After Germantown, Armstrong was granted permission to give up active command. At age sixty, his health was declining, and old wounds were troubling him. He served until April 4, 1778.

=== Later life===
After his service in the War ended, Armstrong returned home to Carlisle, where he was elected to the Continental Congress by the Pennsylvania Assembly. As a delegate from 1779 to 1780, he was a strong supporter of Washington and the army. Armstrong was firm in his support for a new United States Constitution, and was returned to the Congress of the Confederation during its final days in 1787 and 1788.
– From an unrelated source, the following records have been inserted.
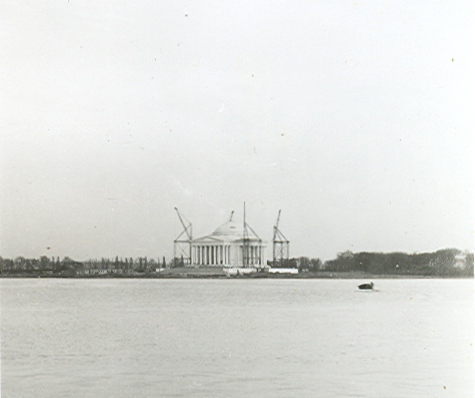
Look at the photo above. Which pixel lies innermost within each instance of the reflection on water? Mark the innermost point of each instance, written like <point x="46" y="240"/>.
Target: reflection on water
<point x="235" y="338"/>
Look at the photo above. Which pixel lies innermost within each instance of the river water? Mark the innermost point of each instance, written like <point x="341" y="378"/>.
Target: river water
<point x="236" y="338"/>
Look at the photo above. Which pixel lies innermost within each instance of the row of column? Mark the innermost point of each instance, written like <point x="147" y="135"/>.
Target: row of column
<point x="211" y="254"/>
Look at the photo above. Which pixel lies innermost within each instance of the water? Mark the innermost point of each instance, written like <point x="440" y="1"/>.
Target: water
<point x="236" y="338"/>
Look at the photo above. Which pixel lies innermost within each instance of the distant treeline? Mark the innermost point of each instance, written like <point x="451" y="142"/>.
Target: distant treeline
<point x="446" y="262"/>
<point x="443" y="263"/>
<point x="68" y="267"/>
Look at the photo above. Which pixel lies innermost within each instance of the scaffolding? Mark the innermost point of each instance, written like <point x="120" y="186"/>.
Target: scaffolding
<point x="182" y="243"/>
<point x="280" y="247"/>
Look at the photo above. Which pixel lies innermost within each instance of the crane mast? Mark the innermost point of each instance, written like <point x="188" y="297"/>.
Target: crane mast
<point x="182" y="243"/>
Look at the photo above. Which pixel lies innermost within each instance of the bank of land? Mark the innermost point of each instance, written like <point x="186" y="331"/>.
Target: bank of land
<point x="446" y="263"/>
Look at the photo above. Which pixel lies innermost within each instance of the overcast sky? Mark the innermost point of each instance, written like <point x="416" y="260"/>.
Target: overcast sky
<point x="353" y="117"/>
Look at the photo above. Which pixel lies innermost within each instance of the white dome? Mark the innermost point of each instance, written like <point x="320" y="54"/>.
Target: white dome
<point x="229" y="230"/>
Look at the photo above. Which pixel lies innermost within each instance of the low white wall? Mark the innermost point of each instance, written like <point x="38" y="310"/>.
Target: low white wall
<point x="283" y="271"/>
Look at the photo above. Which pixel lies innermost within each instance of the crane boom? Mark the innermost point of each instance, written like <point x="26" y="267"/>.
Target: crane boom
<point x="276" y="227"/>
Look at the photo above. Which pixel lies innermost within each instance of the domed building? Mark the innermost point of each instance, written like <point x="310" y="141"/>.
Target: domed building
<point x="230" y="245"/>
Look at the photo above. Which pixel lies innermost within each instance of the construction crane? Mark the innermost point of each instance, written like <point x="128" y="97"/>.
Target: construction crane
<point x="280" y="246"/>
<point x="182" y="243"/>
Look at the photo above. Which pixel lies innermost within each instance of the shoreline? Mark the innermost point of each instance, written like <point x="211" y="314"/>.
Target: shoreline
<point x="218" y="274"/>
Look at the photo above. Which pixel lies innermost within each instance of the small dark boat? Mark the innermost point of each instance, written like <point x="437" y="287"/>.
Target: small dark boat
<point x="366" y="286"/>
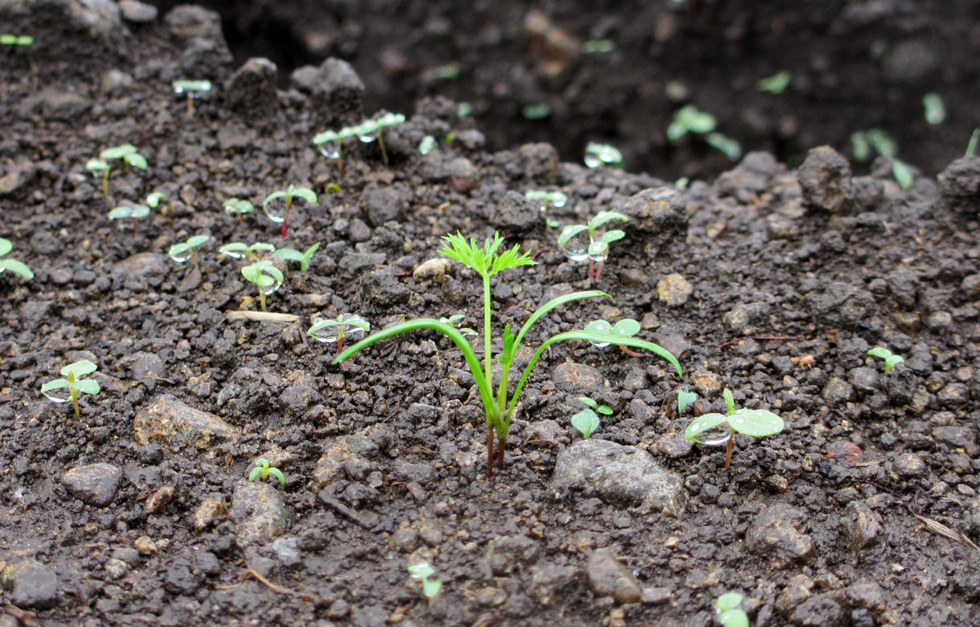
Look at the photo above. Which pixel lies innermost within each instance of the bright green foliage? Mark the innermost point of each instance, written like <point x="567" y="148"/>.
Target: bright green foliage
<point x="263" y="470"/>
<point x="336" y="330"/>
<point x="721" y="428"/>
<point x="431" y="585"/>
<point x="17" y="267"/>
<point x="730" y="612"/>
<point x="488" y="260"/>
<point x="266" y="277"/>
<point x="183" y="251"/>
<point x="775" y="84"/>
<point x="596" y="248"/>
<point x="597" y="154"/>
<point x="287" y="195"/>
<point x="302" y="258"/>
<point x="891" y="359"/>
<point x="238" y="207"/>
<point x="74" y="383"/>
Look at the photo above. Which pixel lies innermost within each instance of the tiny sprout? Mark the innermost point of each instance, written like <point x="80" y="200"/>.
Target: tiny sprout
<point x="263" y="470"/>
<point x="595" y="248"/>
<point x="546" y="198"/>
<point x="303" y="259"/>
<point x="73" y="383"/>
<point x="935" y="109"/>
<point x="730" y="612"/>
<point x="289" y="194"/>
<point x="235" y="206"/>
<point x="891" y="359"/>
<point x="597" y="154"/>
<point x="431" y="585"/>
<point x="16" y="40"/>
<point x="248" y="252"/>
<point x="101" y="166"/>
<point x="775" y="84"/>
<point x="17" y="267"/>
<point x="721" y="428"/>
<point x="685" y="398"/>
<point x="183" y="251"/>
<point x="266" y="277"/>
<point x="344" y="326"/>
<point x="193" y="89"/>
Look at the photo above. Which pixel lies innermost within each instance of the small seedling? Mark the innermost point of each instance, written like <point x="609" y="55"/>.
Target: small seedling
<point x="288" y="196"/>
<point x="597" y="154"/>
<point x="730" y="612"/>
<point x="719" y="429"/>
<point x="248" y="252"/>
<point x="238" y="207"/>
<point x="891" y="359"/>
<point x="17" y="267"/>
<point x="183" y="251"/>
<point x="73" y="383"/>
<point x="498" y="405"/>
<point x="266" y="277"/>
<point x="263" y="470"/>
<point x="594" y="248"/>
<point x="102" y="166"/>
<point x="193" y="89"/>
<point x="302" y="258"/>
<point x="587" y="420"/>
<point x="336" y="330"/>
<point x="685" y="398"/>
<point x="775" y="84"/>
<point x="16" y="40"/>
<point x="431" y="585"/>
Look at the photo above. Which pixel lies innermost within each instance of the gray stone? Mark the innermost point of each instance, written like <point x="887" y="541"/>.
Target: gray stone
<point x="622" y="475"/>
<point x="608" y="578"/>
<point x="31" y="584"/>
<point x="258" y="512"/>
<point x="95" y="484"/>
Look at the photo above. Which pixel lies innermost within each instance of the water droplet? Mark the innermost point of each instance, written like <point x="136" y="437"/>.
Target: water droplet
<point x="330" y="150"/>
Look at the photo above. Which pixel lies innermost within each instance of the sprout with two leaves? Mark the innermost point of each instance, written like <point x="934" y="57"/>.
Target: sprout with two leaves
<point x="182" y="251"/>
<point x="498" y="402"/>
<point x="581" y="241"/>
<point x="17" y="267"/>
<point x="238" y="207"/>
<point x="73" y="383"/>
<point x="193" y="89"/>
<point x="279" y="211"/>
<point x="331" y="330"/>
<point x="719" y="429"/>
<point x="266" y="277"/>
<point x="103" y="167"/>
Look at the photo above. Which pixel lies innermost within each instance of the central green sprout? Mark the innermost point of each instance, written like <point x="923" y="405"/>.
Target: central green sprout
<point x="487" y="261"/>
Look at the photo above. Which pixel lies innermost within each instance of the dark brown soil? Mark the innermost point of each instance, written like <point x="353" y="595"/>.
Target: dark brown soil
<point x="772" y="282"/>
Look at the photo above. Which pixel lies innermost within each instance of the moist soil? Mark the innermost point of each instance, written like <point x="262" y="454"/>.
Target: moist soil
<point x="771" y="282"/>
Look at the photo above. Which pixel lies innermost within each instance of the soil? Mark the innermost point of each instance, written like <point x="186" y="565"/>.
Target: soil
<point x="769" y="281"/>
Throughout his life Armstrong served in a number of local or civic offices. One of these, the Carlisle school board, led him to originally oppose Dr. Benjamin Rush's proposal to start a college in the town. He later relented, and became a member of the first Board of Trustees for Dickinson College from 1783 to 1794.

==Personal life==
In 1747, Armstrong was married to Rebecca Lyon Armstrong (1719–1797), daughter of Archibald Lyon and Ann Lyon. Together, they were the parents of:

- James Armstrong (1748–1828), who married Mary Stevenson (1766–1813), daughter of George Stevenson, Esq.
- John Armstrong Jr. (1758–1843), who married Alida Livingston (1761–1822), the sister of Robert R. Livingston and Edward Livingston.

John died at home in Carlisle, Pennsylvania, on March 9, 1795, and is buried in the Old Carlisle Cemetery. In 1800, when Pennsylvania created a new county with its seat at Kittanning, it was named Armstrong County in his honor.